Ageless” è composto da 11 brani per piano solo: si tratta di una collezione di ritratti musicali creati e composti da Gabriele Baldocci che, dopo una carriera come interprete e performer di se stesso, ha ora abbracciato il ruolo di compositore, aggiungendo così un nuovo capitolo alla sua evoluzione artistica. Ogni pezzo è dedicato a una persona cara, a un amico o a una personalità di riferimento nell’immaginario artistico di Baldocci: “Nagore”, per esempio, è dedicato a sua moglie, “Nobleza Gaucha” al regista Paolo Virzì (livornese come Baldocci), “Valldemossa” a Chopin, “Ageless” alla memoria di Ezio Bosso. In questo album la formazione classica di Gabriele Baldocci si intreccia con nuovi linguaggi, creando una miscela unica di energia, virtuosismo, libertà emotiva e raffinatezza. La sua musica, intrisa di eclettismo e innovazione, sfida i confini dei generi musicali convenzionali, creando un’esperienza sonora unica che riflette la sua energia, il suo virtuosismo, e la sua sofisticata formazione classica ma anche la sua fantasia e capacità di creare immagini e di toccare le emozioni di chi lo ascolta.

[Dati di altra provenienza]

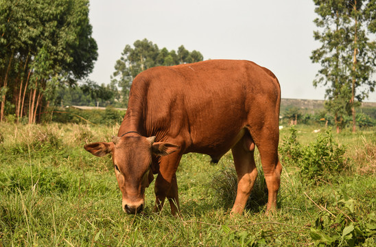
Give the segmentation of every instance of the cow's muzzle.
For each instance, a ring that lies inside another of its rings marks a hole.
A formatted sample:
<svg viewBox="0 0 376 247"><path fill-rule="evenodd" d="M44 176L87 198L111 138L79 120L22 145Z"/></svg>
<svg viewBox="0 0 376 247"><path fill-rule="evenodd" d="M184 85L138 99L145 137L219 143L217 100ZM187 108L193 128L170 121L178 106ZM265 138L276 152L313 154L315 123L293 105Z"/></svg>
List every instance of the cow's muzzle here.
<svg viewBox="0 0 376 247"><path fill-rule="evenodd" d="M143 210L143 204L141 204L139 207L137 206L129 206L126 204L124 208L124 212L130 214L136 214L141 213Z"/></svg>

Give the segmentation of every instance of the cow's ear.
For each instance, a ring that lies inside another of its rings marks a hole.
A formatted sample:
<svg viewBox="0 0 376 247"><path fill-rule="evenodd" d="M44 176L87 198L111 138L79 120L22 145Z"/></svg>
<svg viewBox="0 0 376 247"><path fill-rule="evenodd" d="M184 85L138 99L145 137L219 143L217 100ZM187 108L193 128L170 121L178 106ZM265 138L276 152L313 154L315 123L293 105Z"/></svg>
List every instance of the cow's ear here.
<svg viewBox="0 0 376 247"><path fill-rule="evenodd" d="M156 142L152 144L152 152L158 156L165 156L172 154L180 148L180 147L177 145L164 142Z"/></svg>
<svg viewBox="0 0 376 247"><path fill-rule="evenodd" d="M110 154L114 150L114 143L93 143L86 144L84 146L84 148L89 152L95 155L98 157L102 157L106 154Z"/></svg>

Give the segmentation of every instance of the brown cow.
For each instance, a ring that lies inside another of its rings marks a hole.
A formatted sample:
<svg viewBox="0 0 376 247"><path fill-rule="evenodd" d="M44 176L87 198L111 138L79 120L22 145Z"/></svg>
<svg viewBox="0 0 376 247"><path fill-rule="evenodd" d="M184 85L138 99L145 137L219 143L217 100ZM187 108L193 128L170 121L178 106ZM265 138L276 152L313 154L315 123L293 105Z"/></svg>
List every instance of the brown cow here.
<svg viewBox="0 0 376 247"><path fill-rule="evenodd" d="M145 188L156 174L154 211L162 209L167 197L175 215L180 210L175 173L182 155L207 154L218 161L230 149L238 181L231 213L242 213L257 176L256 145L269 211L277 207L281 172L280 100L275 75L252 62L213 60L154 67L134 78L117 137L84 148L97 156L112 154L125 212L142 211Z"/></svg>

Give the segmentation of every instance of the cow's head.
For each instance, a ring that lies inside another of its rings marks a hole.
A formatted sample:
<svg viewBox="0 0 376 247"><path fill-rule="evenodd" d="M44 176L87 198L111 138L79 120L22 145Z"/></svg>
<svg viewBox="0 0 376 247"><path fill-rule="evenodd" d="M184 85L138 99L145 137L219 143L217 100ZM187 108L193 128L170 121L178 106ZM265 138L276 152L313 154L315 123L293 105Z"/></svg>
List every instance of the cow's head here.
<svg viewBox="0 0 376 247"><path fill-rule="evenodd" d="M123 194L124 212L141 212L145 206L145 188L154 176L151 171L152 154L164 156L179 147L164 142L154 142L155 137L114 137L109 143L97 142L85 145L85 150L102 157L113 155L116 178Z"/></svg>

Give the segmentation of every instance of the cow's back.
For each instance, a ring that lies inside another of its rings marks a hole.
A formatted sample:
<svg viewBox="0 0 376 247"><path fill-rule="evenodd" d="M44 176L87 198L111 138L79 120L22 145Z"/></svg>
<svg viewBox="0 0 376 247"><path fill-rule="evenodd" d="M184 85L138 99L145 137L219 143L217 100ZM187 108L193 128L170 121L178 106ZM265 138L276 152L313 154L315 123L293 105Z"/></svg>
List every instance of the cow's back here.
<svg viewBox="0 0 376 247"><path fill-rule="evenodd" d="M124 121L147 136L183 139L186 152L215 155L234 144L250 116L278 121L279 101L275 76L252 62L155 67L134 80Z"/></svg>

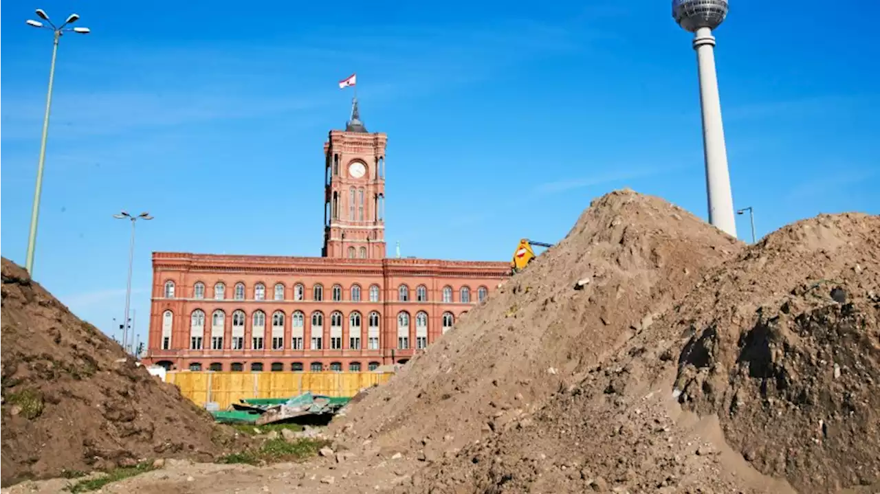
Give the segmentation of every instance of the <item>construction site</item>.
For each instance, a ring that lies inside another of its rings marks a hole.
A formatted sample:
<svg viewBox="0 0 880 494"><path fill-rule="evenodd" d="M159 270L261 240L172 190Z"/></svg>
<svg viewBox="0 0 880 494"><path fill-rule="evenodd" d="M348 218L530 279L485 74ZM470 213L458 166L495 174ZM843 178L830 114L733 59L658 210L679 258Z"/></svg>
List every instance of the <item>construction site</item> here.
<svg viewBox="0 0 880 494"><path fill-rule="evenodd" d="M0 280L4 494L880 490L878 216L746 245L612 192L326 425L256 434L5 259Z"/></svg>

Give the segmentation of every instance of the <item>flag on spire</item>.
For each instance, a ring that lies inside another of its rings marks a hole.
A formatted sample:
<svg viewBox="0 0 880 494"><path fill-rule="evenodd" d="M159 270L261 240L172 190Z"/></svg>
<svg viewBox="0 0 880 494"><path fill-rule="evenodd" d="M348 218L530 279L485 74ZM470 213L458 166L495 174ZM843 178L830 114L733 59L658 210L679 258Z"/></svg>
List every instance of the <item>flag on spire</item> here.
<svg viewBox="0 0 880 494"><path fill-rule="evenodd" d="M353 86L357 83L357 75L352 74L348 77L342 79L339 82L339 89L345 89L348 86Z"/></svg>

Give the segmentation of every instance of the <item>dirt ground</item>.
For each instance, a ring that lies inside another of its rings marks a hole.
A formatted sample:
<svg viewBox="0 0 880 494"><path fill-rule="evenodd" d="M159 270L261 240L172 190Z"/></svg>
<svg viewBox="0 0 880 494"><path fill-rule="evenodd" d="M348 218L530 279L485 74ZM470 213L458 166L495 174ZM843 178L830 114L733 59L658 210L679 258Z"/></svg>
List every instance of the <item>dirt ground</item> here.
<svg viewBox="0 0 880 494"><path fill-rule="evenodd" d="M745 246L611 193L337 418L332 454L169 461L103 492L876 493L878 294L880 217Z"/></svg>
<svg viewBox="0 0 880 494"><path fill-rule="evenodd" d="M209 461L232 444L228 431L0 258L0 486L157 457Z"/></svg>

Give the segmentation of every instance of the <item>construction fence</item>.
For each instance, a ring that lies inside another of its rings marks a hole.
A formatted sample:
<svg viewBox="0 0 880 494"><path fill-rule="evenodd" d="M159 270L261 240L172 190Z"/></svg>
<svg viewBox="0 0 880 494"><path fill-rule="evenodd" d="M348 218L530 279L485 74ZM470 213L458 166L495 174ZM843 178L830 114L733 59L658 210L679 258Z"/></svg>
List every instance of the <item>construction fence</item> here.
<svg viewBox="0 0 880 494"><path fill-rule="evenodd" d="M200 407L216 403L219 410L241 398L287 398L311 391L328 396L354 396L360 389L387 382L394 373L377 372L176 372L165 382Z"/></svg>

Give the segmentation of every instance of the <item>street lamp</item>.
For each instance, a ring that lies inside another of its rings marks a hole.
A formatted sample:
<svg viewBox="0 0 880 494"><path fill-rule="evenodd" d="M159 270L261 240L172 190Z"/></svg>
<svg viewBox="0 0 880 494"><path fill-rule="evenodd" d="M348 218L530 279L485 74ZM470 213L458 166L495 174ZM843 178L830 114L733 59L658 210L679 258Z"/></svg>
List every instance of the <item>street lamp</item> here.
<svg viewBox="0 0 880 494"><path fill-rule="evenodd" d="M752 222L752 243L755 243L755 211L752 207L744 207L742 209L737 210L737 214L744 214L745 212L749 212L749 221Z"/></svg>
<svg viewBox="0 0 880 494"><path fill-rule="evenodd" d="M27 25L33 27L51 29L54 33L55 41L52 44L52 65L49 66L49 89L46 95L46 116L43 117L43 138L40 142L40 164L37 165L37 186L33 193L33 209L31 212L31 232L27 237L27 259L25 261L25 269L33 275L33 251L37 244L37 218L40 216L40 193L43 188L43 163L46 163L46 137L49 131L49 108L52 107L52 83L55 80L55 62L58 54L58 40L64 33L78 33L88 34L92 31L88 27L69 27L70 25L79 19L78 14L70 14L64 24L55 25L49 20L49 16L46 15L46 11L37 9L37 16L46 21L46 25L38 20L27 19Z"/></svg>
<svg viewBox="0 0 880 494"><path fill-rule="evenodd" d="M706 192L709 223L737 236L733 214L733 193L727 165L724 127L721 119L721 97L715 64L715 36L728 12L728 0L672 0L672 17L685 31L693 33L700 77L700 104L703 118L703 153L706 159Z"/></svg>
<svg viewBox="0 0 880 494"><path fill-rule="evenodd" d="M141 213L136 216L132 216L125 211L121 212L119 214L114 214L113 217L117 220L131 221L131 243L128 247L128 284L125 288L125 316L122 317L122 321L126 322L122 326L122 350L128 352L126 345L128 343L128 307L131 304L131 266L135 261L135 223L137 222L137 220L152 220L153 217L146 212Z"/></svg>

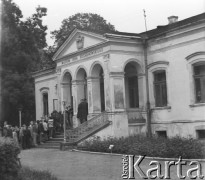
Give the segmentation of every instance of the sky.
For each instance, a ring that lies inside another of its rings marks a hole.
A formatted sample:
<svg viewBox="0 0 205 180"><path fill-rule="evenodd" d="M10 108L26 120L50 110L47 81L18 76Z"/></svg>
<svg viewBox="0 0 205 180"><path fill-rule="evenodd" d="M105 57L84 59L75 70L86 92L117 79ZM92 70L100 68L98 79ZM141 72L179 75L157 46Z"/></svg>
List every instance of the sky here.
<svg viewBox="0 0 205 180"><path fill-rule="evenodd" d="M47 8L43 23L48 26L47 43L53 45L50 32L58 30L63 19L76 13L96 13L122 32L145 31L143 9L146 11L147 29L168 24L167 17L179 20L205 12L205 0L13 0L28 18L38 5Z"/></svg>

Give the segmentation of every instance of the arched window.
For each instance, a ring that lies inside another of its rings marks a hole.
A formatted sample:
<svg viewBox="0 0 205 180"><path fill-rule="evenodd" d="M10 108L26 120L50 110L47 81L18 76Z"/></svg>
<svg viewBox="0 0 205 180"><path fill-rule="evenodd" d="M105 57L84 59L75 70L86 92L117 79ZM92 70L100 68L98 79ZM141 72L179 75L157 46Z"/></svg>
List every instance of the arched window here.
<svg viewBox="0 0 205 180"><path fill-rule="evenodd" d="M196 103L205 102L205 62L193 64Z"/></svg>
<svg viewBox="0 0 205 180"><path fill-rule="evenodd" d="M154 72L154 96L156 107L167 106L167 85L165 70L158 70Z"/></svg>
<svg viewBox="0 0 205 180"><path fill-rule="evenodd" d="M43 115L48 116L48 93L43 93Z"/></svg>

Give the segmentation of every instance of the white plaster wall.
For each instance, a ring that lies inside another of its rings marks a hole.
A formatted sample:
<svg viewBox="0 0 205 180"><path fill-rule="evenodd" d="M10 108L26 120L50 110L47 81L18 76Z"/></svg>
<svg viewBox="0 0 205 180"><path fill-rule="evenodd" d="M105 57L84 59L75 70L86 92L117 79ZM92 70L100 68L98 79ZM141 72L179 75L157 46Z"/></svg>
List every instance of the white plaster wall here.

Questa la tracklist di “Ageless”:

1. Nagore

2. Nobleza Gaucha

3. Time and Words

4. Reflections of Rose

5. Valldemossa

6. Closer to Home

7. Sleeping Beauty

8. Variazioni su Un pensiero a San Francisco

9. Parafrasi su temi del Silvano

10. Souvenir de Livorno

11. Ageless

Quali sono le tue prime impressioni ed emozioni all’uscita di questo nuovo album?

L’uscita di “Ageless” è per me fonte di grandi emozioni e soddisfazione. È un progetto che riflette un viaggio intimo e personale attraverso il mio microcosmo interiore, ma allo stesso tempo è un onesto tentativo di descrivere in musica i sentimenti umani più universali. Sentire finalmente l’album completo e disponibile al pubblico, e vedere come sia universalmente recepito con entusiasmo è un momento di grande realizzazione personale e artistica.

A chi può essere rivolto “Ageless”?

“Ageless” è un album che penso possa parlare a un pubblico molto vasto. Nonostante le mie radici classiche, ho sviluppato un linguaggio che trascende il limite di “genere musicale”, creando una natura emotiva che racconta in modo personale storie ed evocando sensazioni che accomunano tutti noi, rendendolo accessibile a chiunque sia aperto a un’esperienza musicale profonda e riflessiva.

Un appassionato di musica pop può gustare al meglio questo disco? Esiste un mood ideale?

Credo che anche un appassionato di musica pop possa apprezzare “Ageless”. La musica non ha barriere e la bellezza di questo album sta nella sua capacità di trasmettere emozioni universali. Non c’è un mood ideale per ascoltarlo; può essere apprezzato in momenti di contemplazione, malinconia, riflessione, relax o anche semplicemente per godere della bellezza della composizione.

Da dove nasce l’esigenza di comporre un progetto simile? Quale messaggio vuole lanciare?

“Ageless” nasce dalla mia necessità di esprimere e condividere esperienze e emozioni personali attraverso la musica. Ogni brano è un omaggio a persone e momenti significativi della mia vita. Il messaggio che voglio trasmettere è quello dell’universalità delle emozioni umane e della capacità della musica di connettere le persone oltre le barriere del tempo, che è per definizione la dimensione in cui la stessa musica vive e si sviluppa.

Quali sono i tuoi più grandi sogni? Nel 2024 ci dobbiamo aspettare tour e live?

Uno dei miei più grandi sogni è continuare a condividere la mia musica con il mondo, toccando il cuore delle persone e lasciando un segno nel mondo della musica, continuando a superare le etichette e le definizioni di genere. Per il 2024, ci sono effettivamente in programma tour e live, che sono opportunità meravigliose per mantenere il contatto con il pubblico e condividere la magia di “Ageless” dal vivo.